Are we in danger of being forced to eat less meat by decree?
Climate Minister James Shaw says people worried about their carbon footprint could reduce their meat intake by a meal a week, but says this is not the government’s official stance. . .
“Ninety five percent of new Zealanders consume meat, and it is fairly obvious there is a lot of water, a lot of energy and a lot of land use that goes into protein production that way,” he said.
A lot of water, energy and land use does go into producing protein by grazing animals.
But a lot of water, energy and land use go into producing the equivalent protein and other nutrients in vegetarian and vegan alternatives.
“If somebody wanted to have an immediate impact, they could eat one less meat meal per week.
Is that statement based on the New Zealand system which a Lincoln University study found produced meat that landed on a UK supermarket shelf had a lower carbon footprint than the locally product?
“We’re not encouraging that as a government.

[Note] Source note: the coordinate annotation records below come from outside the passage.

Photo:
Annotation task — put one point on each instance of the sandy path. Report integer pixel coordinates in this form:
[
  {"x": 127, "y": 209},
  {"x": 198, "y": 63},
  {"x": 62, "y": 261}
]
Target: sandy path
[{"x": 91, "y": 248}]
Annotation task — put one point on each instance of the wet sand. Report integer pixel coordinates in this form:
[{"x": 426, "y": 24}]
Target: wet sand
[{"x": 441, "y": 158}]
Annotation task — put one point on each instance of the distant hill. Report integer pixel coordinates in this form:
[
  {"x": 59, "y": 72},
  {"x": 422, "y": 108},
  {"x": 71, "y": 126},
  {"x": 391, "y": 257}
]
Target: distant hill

What we’re trying to do is to ensure that there’s settings right across the economy that make sure people are supported.”
So not no meat by decree, but what does making sure people are supported mean? Will we be paid to not eat it?
Health professionals are generally happy with moderate amounts of lean meat as part of a healthy diet.
Whether “supporting” people to eat less meat is better for the environment and health depends on what replaces it how what replaces it is produced and on its nutrient value.
Has anyone done a study on the environmental and financial costs of looking after land that no longer grazed stock but wasn’t suitable for growing crops or vegetables?